音楽は語るなかれ

音楽に関する戯れ言です。

サウンド・アフェクツ (ザ・ジャム/1980年)

2012-05-06 | ロック (イギリス)


前回のポリス同様、ジャムも(既に「ザ・ギフト」のプレビューは書いているので・・・)これで最後になってしまう。ジャムに関しても少々勘違いしていたのは、このバンドは同時期のパンク~ニューウェーヴというムーブメントと同軸で語っていたが、実はこのバンドはそんな枠に収まる様な器でなかったことが判明した。ジャムは最初から最後まで「モッズ」を通したのだ。パンクの祖が「ザ・フー」であるという定義が最初にあって、当時のバンドで一番フーに似ていたからパンク、ニューウェーヴという扱いをされたが、フー自体が「モッズ」であり、その部分を継承したのであるから、そのオリジナル性は強く、言わば「ニュー・モッズ」(モッズ・リバイバルなんて言い方もされるが、ジャムは全く新しい試みを行ったから、リバイバルではない)なのであり、それは当代無比な音楽である。

ジャムもポリス同様に、そのデビューから解散までをリアルタイムで付き合った。ただ随分印象が違うのは、ポリスはアルバム制作・発表を中心に、早々に全米にも上陸し、じっくりと腰を据えてサウンドを追求していたのに対して、ジャムはデビューから常に駆け足だった。アルバムをじっくりというより、シングル単独発表も多かったし、正式に全米上陸はしなかった。それよりもロンドンっ子の要望に応えていたというのが正しい。なので、ロンドンで話題騒然という取り上げ方を全米でもしばしされたから、広いアメリカでは、東西南北でそのヒット時期にタイムラグが派生したために、チャート的には最後まで奮わなかったし、やはりアメリカは伝統的に「ライヴツアー」がセットになっていないと売れないのが常道だからポリスやクラッシュの様には売れなかったのも事実。でも、逆にそんなことはポール・ウェラーに取っては大して重要なことではなかったのだ。というか、最初はそうではなかったかも知れないが、セカンドアルバム「ザ・モダン・ワールド」の不評と、それを一掃したサードアルバム「オール・モッド・コンズ」の高評価がその後の彼らのアイデンティティーを確立したといえよう。ここに「ニュー・モッズ」が確立したのである。この作品ではアルバムの前に発表されたシングル(アルバム未収録の両A面)にも兆候がみられたが、かなりサイケデリックなオトが入って来ている。それは、4作目となる前作「セッティング・サンズ」で、最早、完成してしまった彼らのサウンドを、さて今度はどうやってこのロンドンっ子を引っ張って行こうかという段階に入っていったようだ。例えば、"Start!"などは、ビートルズの"Taxman"(「リボルバー」に収録)を意識した曲だったり、"That's Entertainment"はファンの間でも高い支持をうけた曲となったように、この時期のジャムはファンに提言する時期から一歩進んで、ファンを新しいサウンドに先導する時代に入っていたのである。それは次の最終作を聞けばもっと顕著で、そこには「ニュー・モッズ」から発展した新たなジャム・サウンド、いや正確に言えば、ポール・ウェラー・サウンドを垣間見せており、その流れは必然的にスタイル・カウンシルに繋がっていくのである。

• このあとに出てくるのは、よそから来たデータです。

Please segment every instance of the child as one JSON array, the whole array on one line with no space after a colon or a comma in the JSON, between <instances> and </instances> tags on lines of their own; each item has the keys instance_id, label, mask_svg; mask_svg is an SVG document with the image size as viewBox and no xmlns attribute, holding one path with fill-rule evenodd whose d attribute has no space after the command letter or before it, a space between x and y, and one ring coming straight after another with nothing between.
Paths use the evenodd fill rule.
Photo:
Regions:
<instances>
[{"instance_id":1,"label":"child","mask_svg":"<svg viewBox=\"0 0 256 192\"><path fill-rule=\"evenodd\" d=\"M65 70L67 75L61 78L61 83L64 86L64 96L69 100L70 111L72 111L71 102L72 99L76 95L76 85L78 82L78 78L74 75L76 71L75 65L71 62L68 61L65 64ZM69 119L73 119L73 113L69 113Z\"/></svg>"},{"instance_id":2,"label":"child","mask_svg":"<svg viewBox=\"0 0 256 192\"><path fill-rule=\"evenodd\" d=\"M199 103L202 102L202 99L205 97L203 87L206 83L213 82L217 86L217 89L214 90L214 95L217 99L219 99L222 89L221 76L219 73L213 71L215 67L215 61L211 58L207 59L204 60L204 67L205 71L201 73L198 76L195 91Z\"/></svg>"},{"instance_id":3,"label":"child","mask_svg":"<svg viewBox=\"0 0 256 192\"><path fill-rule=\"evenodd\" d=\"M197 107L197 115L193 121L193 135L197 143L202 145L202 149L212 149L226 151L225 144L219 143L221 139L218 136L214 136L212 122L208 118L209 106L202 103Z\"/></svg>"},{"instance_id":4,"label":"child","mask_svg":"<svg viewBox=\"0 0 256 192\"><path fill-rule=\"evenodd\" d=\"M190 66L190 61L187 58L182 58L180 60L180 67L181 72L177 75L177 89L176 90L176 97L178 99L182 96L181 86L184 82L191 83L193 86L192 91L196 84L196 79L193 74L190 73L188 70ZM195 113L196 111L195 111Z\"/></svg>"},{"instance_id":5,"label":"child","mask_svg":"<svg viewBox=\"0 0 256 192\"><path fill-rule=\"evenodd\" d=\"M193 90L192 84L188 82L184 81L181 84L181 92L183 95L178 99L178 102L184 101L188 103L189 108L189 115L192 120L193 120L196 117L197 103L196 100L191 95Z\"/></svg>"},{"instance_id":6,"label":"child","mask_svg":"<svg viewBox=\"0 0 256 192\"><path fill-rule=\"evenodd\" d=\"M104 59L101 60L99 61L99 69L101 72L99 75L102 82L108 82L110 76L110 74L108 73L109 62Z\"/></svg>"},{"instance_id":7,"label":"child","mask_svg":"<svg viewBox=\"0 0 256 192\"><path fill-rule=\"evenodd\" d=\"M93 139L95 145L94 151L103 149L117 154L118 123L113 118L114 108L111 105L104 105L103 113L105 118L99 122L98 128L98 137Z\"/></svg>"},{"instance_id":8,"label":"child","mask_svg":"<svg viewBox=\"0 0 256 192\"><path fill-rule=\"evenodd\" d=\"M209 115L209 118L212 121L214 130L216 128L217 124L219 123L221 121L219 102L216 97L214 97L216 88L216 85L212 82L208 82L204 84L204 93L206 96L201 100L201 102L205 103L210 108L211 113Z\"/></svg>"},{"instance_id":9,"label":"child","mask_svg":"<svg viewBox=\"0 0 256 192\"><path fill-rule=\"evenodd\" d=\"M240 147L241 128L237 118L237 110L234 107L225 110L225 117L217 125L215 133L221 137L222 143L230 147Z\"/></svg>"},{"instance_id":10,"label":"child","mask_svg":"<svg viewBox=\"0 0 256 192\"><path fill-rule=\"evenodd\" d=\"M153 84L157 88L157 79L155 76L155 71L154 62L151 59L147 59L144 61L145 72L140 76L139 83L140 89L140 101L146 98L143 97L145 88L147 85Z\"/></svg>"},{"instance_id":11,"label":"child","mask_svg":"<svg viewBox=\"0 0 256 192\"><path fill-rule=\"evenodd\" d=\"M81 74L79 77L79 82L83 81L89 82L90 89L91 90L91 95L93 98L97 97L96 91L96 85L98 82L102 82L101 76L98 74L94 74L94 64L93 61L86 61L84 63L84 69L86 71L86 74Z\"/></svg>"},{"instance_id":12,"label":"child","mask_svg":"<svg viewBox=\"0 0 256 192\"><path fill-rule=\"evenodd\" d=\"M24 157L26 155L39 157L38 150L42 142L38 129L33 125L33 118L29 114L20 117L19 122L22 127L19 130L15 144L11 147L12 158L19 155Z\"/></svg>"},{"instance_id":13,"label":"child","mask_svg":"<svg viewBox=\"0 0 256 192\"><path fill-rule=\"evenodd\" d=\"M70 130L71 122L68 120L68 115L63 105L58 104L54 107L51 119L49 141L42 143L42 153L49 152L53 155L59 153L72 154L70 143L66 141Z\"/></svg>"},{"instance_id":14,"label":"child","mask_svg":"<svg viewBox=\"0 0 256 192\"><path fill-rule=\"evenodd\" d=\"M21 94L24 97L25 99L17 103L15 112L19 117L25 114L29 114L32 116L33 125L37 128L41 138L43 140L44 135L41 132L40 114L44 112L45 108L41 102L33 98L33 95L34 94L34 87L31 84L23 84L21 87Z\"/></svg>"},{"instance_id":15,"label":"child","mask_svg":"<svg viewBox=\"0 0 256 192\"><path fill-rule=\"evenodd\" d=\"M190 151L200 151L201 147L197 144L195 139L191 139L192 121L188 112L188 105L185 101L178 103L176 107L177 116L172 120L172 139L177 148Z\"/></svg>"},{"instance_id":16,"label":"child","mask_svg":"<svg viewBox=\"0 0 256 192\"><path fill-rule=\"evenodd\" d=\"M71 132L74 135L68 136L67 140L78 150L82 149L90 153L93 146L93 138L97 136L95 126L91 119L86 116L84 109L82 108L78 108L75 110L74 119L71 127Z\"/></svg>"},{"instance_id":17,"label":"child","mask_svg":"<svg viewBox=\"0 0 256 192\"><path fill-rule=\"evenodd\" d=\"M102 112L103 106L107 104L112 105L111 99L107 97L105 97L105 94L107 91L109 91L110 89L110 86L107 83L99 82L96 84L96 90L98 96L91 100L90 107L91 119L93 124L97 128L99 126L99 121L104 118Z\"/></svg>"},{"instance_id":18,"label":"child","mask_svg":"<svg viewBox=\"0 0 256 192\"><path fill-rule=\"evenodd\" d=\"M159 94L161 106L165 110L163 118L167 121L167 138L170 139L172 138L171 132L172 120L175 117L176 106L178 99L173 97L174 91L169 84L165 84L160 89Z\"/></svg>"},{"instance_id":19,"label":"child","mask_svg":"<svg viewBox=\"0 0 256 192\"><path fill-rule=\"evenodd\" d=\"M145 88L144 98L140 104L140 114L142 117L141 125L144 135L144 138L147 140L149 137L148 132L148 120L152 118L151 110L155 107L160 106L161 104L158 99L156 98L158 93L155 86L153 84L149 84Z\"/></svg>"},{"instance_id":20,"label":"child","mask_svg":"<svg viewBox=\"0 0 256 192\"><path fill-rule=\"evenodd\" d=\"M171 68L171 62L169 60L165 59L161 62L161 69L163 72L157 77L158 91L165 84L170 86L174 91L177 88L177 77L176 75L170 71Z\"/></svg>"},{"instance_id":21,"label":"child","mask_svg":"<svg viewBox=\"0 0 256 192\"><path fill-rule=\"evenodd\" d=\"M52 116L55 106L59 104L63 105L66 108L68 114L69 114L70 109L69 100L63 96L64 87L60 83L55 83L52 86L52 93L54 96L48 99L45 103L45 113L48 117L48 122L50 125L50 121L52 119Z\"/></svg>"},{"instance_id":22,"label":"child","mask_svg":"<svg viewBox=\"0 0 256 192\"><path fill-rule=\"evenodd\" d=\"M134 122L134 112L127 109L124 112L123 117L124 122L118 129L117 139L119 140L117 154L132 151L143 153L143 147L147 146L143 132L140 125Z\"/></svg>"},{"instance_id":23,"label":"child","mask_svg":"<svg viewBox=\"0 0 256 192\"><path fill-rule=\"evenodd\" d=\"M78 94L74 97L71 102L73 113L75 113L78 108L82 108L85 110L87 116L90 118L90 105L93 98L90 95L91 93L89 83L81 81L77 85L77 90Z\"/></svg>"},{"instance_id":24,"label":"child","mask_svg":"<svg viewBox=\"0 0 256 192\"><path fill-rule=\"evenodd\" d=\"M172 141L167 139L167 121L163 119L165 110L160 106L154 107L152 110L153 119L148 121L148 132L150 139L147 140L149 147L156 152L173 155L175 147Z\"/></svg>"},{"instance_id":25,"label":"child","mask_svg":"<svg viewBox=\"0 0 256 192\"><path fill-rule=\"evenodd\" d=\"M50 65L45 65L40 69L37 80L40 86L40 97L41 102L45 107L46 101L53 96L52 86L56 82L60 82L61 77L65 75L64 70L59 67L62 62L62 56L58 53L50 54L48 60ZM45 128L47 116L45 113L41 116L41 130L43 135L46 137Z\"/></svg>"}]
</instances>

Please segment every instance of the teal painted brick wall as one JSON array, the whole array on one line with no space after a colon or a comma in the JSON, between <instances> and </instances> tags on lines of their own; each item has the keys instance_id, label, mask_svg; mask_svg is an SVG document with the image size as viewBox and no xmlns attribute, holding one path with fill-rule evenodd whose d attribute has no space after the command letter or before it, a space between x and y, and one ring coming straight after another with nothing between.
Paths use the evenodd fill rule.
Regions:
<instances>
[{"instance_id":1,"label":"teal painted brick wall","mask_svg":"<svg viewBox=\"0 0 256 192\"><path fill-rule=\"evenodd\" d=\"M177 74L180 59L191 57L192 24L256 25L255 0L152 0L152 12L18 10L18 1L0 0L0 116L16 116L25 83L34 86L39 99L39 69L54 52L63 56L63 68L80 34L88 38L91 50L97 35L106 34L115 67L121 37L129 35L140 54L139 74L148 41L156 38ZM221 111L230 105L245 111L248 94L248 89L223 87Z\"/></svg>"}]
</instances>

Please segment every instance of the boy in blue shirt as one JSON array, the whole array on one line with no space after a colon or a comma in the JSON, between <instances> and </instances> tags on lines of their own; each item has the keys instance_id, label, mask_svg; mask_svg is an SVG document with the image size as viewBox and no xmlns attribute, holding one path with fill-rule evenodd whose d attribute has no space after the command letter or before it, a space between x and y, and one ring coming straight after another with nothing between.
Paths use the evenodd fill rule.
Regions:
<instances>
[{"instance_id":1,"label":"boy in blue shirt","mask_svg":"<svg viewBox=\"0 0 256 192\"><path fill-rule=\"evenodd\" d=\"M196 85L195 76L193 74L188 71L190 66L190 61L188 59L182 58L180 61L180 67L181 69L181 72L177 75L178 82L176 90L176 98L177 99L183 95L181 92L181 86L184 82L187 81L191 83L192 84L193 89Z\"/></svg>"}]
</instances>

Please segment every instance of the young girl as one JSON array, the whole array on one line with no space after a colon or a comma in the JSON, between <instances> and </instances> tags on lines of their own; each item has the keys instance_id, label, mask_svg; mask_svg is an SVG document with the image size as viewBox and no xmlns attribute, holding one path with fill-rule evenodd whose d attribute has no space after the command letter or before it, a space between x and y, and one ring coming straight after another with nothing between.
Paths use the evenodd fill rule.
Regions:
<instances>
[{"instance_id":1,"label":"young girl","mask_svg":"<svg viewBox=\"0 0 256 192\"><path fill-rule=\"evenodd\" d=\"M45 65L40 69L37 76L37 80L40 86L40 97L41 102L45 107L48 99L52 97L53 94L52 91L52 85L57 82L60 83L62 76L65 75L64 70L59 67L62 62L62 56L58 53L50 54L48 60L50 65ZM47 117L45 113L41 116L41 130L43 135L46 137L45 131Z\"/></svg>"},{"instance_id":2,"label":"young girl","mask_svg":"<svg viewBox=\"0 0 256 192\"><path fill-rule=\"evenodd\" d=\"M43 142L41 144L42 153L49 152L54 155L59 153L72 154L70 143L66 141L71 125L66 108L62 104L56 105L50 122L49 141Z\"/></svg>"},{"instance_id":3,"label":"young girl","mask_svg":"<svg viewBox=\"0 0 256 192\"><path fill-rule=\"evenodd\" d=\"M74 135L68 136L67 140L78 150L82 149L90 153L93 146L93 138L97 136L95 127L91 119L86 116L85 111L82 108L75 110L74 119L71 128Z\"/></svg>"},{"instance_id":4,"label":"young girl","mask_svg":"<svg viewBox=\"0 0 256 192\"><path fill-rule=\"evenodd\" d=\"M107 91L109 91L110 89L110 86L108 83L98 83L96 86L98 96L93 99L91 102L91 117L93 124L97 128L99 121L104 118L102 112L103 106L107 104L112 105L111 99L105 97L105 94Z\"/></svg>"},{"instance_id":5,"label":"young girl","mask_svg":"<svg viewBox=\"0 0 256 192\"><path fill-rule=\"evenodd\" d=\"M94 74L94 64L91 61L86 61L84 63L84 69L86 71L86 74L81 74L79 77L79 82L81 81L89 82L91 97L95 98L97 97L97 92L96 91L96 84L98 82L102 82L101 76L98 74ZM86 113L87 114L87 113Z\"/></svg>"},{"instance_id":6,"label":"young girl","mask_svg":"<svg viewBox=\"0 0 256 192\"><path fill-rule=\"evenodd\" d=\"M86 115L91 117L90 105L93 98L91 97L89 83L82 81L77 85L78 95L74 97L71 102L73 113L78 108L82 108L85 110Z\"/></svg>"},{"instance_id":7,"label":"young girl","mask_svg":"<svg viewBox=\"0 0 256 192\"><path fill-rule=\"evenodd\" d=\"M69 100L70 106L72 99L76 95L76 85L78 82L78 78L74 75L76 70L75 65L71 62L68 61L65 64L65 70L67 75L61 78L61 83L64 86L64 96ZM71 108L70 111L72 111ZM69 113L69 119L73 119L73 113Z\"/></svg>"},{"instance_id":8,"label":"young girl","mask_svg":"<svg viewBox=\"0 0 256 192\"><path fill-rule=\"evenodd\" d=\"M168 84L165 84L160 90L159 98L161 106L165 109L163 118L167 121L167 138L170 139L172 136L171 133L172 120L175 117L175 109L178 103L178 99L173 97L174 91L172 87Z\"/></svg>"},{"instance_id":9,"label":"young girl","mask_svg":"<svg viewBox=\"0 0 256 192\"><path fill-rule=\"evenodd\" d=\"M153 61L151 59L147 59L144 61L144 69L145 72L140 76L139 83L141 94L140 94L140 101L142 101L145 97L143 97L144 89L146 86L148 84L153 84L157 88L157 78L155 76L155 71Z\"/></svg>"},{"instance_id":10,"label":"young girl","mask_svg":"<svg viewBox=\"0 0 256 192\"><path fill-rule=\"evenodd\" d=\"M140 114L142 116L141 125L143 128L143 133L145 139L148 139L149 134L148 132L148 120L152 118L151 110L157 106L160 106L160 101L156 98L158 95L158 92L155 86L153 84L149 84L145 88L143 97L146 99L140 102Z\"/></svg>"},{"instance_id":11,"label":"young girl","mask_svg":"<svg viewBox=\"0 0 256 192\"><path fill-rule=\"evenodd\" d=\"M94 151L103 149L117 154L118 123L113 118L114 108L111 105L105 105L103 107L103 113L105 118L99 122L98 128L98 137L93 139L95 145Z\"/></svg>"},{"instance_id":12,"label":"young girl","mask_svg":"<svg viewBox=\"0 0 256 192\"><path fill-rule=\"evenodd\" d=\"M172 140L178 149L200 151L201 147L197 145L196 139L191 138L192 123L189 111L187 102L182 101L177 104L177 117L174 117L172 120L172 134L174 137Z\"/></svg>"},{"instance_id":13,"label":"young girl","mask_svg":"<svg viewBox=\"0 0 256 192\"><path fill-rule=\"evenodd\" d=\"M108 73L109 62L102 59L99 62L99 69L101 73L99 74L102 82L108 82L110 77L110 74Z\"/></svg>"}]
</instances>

思えば、ポール・ウェラーはジャムのデビュー時には若干18歳。そんな彼が一気に躍動するロンドンっ子の受け皿になった訳で、だから初期は「ピストルズにインスパイアされた」と言っていたが、結果、古くからのモッズ・サウンドと、新しいムーブメントを両肩の背負ってしまったのは事実である。だから全速力で駆け抜けていったのだし、そしてその結果は後世、彼をニューウェーヴ時代に最も活躍したアーティストとして認定し、現在でも彼の活動は世界中の音楽ファンが注目しているのである。